The homicide total also includes the unsolved double homicide of Ray Atkinson Jr. and Natasha “Tasha” Newby, whose bodies were found in a Bend home Aug. 15.

Stephanie Rodea said she was hurt that no one from the police or district attorney’s office reached out to her since her husband’s death.

“It’s hard to say what I want in the end.
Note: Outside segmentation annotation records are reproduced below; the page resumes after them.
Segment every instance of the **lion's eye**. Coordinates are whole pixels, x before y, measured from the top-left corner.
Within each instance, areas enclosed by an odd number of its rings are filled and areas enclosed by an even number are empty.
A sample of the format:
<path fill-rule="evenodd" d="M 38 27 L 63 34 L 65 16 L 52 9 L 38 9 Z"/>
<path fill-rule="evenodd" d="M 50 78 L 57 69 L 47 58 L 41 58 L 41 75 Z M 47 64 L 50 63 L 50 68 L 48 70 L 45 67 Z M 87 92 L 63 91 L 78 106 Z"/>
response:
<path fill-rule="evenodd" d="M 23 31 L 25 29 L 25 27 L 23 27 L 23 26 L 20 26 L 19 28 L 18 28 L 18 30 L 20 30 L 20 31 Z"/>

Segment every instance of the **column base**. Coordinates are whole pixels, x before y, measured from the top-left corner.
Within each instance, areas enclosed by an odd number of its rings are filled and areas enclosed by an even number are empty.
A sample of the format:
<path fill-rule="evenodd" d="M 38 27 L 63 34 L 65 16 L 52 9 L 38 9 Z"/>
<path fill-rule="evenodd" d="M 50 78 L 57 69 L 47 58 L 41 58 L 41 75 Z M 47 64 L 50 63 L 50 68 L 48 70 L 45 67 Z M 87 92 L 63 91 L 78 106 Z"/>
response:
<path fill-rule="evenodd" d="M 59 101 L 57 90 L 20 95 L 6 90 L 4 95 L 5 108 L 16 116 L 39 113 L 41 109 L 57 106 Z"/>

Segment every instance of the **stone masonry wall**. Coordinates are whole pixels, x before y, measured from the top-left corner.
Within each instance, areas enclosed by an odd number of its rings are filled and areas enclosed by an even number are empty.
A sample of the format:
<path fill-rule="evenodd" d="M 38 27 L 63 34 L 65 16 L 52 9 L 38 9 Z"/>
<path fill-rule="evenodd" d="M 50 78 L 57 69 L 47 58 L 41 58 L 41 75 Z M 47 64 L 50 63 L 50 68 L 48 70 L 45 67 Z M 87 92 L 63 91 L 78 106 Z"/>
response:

I don’t know if anything is going to make it better,” she said. “I feel like I’m only 34, and I have a life sentence of heartache. It doesn’t matter how good or bad my life goes, I’m always going to think about what could have been and what should have been.”

Christopher Rodea, an electrician, lost his own father at age 15. His widow thinks it helped make him into the person he was: patient and kind, unbothered by life’s little frustrations.

When people would ask Stephanie Rodea why she had so many children, she would always point to her husband.

“I’d tell them, I have such an amazing partner,” she said. “I would never have had four if he wasn’t so hands-on.”

The district attorney’s decision Monday was a lot for Rodea to take in emotionally, she said. It left her lonely and thinking about Tuesday, when her husband would have celebrated his 38th birthday.